A couple of weeks ago I posted a rather benign comment on Aweber’s Blog. The title of the post was How to Tie a Download To Your Opt-in Form. The post was about how to assure that you’re collecting a valid email address in exchange for a download.
Aweber is an email list management and autoresponder service I’ve used for quite some time. I even recommend it to many of my clients. List management is good, delivery is great and their customer service has always been top-notch.
Which is why I was thrown aback after placing this comment on their blog:
I don’t use verified opt-in, so my strategy is slightly different, yet still secure.
I put the link to my pdf download directly in the autoresponder message. That way, if they ’ve given me an incorrect email address, they don ’t have access to link (because it ’s not only the thank you page).
If they do give the correct email, the link directly to the pdf will be delivered to them in their inbox and then can download it at will. I make this clear on my thank you page so that they know where to look for the download.
What I said works and secures the download – just as the post at Aweber explains.
What happened next is what threw me back. A few hours after my comment, I received a rather lengthy email from Justin Premick, Education Marketing Manager – who writes most of the blog posts for Aweber.
In the email he basically disagreed with me about using single opt-in and that my suggestion is not secure. All fine, after all Aweber goes to all lengths to get their users to use verified (double) opt-in.

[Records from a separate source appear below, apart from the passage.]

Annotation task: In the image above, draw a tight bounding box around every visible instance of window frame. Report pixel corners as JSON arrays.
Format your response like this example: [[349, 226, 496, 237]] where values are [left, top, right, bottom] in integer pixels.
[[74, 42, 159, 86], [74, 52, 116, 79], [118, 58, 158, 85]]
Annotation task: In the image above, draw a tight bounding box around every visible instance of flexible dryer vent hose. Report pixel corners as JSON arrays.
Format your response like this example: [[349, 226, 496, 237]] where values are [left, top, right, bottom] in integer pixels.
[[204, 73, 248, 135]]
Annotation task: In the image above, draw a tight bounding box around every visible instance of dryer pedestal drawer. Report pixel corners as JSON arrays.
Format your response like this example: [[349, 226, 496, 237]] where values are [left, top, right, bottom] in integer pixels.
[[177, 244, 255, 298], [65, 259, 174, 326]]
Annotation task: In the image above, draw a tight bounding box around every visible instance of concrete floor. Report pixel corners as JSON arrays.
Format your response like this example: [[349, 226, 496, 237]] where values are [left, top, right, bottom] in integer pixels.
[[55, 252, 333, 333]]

So I basically got ‘schooled’ on how I should be using verified opt-in and how it protects everyone (include Aweber), etc, etc.
I’m thankful for Justin’s concern and fine with his ‘need’ to educate me on the virtues of verified opt-in. I did email him in return thank him and resubmitting my opinion.

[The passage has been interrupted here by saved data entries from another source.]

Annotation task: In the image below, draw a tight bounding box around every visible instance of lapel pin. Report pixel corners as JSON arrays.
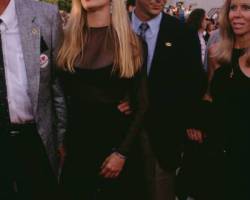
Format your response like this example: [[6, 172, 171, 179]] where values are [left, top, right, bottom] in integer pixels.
[[165, 42, 172, 47], [40, 53, 49, 68], [32, 28, 38, 35]]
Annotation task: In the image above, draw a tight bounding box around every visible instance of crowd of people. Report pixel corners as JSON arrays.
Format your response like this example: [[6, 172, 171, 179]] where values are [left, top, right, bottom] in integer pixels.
[[0, 0, 250, 200]]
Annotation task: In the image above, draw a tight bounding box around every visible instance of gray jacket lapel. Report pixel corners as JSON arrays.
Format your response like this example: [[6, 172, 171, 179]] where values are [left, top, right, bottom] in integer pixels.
[[15, 0, 40, 116]]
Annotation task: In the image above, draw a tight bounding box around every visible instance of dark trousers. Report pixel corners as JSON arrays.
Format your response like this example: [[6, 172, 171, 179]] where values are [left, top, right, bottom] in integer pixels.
[[0, 124, 58, 200]]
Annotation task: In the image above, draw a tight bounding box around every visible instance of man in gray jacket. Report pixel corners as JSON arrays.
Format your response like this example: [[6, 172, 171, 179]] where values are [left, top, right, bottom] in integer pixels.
[[0, 0, 66, 199]]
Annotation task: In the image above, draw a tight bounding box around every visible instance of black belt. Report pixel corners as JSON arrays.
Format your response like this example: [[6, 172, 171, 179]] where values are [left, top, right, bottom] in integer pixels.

What I have trouble with is that we had this discussion in private – by email. You see, he removed my comment from their blog. I know he has every right to do so. Yet, this goes against the very fabric of blogging – conversation in community. That means that we don’t have to agree to have a discussion.
Justin, and perhaps Aweber themselves, must not realize the benefit of carrying on such a conversation within the comments. He could easily have stated his point in the comments and could have responded appropriately. This would have created a dialogue between Aweber and I that everyone could see. It would also allow Aweber to stake its case about verified opt-in by rebutting my stance.
Truthfully, I’ve waited so long to write about this because I was a bit ticked at Justin for removing my comment and for not carrying on our conversation in front of the other commenters at Aweber. I said above, and I’ll repeat – this, to me, goes against the very fabric of blogging.
So I leave Justin with this chance to carrry on a conversation on my blog, where I won’t remove an different opinion. Perhaps we’ll see him show up.
The lesson I’d like to share from all this…use your comments to carry out conversations. Don’t resort to email because you don’t want conflict or because you simply want to control the message being read. Encourage differing opinions and have a friendly debate about it. Everyone learns that way. And everyone wins.
How have comments on your posts or others lead to indepth conversations about a topic?